Fishermen warned about smuggling drugs, guns

Rasbert Turner, Star Writer

At a time when the police are battling the deadly drug-for-gun trade, fishermen are being warned not to be involved in drug smuggling, gun smuggling or any illegal activity at sea.

The warning comes from Assistant Superintendent Oral Foster, head of the police's Marine Division. Foster was speaking at the handover of 10 Yamaha outboard engines to fishermen from seven fishing villages islandwide. The handover was done in Spanish Town, St Catherine, by Food for the Poor (FFP).

"I must beg you not to involve yourselves in crime. If you see anyone carrying out any illegal act, you should report it," ASP implored.

He also told fishermen to ensure their vessels are license and insured.

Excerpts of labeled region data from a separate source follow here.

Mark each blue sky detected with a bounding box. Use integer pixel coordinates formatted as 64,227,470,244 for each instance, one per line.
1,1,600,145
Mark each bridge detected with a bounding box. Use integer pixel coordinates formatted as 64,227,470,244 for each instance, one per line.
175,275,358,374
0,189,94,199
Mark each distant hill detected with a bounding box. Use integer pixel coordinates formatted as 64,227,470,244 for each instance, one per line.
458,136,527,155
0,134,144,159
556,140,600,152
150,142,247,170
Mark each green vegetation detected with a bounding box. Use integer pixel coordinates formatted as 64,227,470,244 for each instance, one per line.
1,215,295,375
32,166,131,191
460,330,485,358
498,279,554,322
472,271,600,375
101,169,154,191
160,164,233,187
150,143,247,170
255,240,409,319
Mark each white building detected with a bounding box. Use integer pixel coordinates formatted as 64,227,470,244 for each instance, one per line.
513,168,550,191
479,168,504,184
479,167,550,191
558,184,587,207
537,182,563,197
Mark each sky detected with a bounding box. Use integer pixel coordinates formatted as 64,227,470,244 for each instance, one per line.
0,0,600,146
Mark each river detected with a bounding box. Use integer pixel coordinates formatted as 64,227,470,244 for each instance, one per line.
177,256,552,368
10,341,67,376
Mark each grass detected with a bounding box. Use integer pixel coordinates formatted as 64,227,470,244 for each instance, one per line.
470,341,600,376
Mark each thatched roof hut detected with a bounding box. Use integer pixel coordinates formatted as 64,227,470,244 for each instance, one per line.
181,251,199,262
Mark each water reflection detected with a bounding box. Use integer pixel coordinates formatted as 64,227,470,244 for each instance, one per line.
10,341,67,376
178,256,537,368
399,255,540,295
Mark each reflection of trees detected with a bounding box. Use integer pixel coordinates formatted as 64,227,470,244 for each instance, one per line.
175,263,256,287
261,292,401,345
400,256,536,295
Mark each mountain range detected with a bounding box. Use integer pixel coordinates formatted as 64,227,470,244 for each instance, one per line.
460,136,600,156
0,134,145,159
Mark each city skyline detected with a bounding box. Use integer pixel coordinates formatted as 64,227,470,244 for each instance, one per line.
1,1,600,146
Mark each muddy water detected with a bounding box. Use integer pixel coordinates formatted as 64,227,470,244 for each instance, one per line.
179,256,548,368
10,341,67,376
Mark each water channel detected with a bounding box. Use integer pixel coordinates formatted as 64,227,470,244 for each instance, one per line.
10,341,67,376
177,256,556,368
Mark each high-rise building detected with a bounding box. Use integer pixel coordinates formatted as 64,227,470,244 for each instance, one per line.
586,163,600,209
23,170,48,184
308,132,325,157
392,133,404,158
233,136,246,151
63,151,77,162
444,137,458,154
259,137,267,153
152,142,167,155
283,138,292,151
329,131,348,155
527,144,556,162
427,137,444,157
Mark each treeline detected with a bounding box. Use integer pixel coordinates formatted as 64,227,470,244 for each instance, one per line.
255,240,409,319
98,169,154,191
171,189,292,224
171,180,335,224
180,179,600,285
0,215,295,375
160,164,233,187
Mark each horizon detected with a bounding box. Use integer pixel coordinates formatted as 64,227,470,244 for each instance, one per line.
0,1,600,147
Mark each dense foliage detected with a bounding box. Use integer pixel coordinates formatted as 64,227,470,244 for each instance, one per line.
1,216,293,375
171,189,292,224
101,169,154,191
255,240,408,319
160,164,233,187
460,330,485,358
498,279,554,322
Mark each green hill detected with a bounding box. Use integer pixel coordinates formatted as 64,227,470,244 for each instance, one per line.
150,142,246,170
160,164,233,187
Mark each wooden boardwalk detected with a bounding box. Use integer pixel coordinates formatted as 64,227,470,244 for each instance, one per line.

The recipients were also warned to keep safety gears and do their fishing within territorial water or they will face prosecution.

The legality of the fishermen's operations were endorsed by a representative from the Ministry of Agriculture and Fisheries.

"The fishing industry is a business. therefore, it is important that you all keep it clean to let it benefit us all. We are also thankful for the constant support of Food for the Poor for it's continued support," chief executive officer of the Fisheries Division in the ministry, Andre Kong, said.

Kong said it is for this reason why there will be continuous training of fishermen to enhance best practices.

"I must emphasise on you being honest in your dealings, as, if you are caught doing illegal acts, you will be de-registered under the Fishing Industry Act," he warned.

The Star was informed that the Yamaha 40 horsepower engines cost $441,500 each. The 10 recipients expressed joy to FFP for its support to the fishing industry for the last 10 years.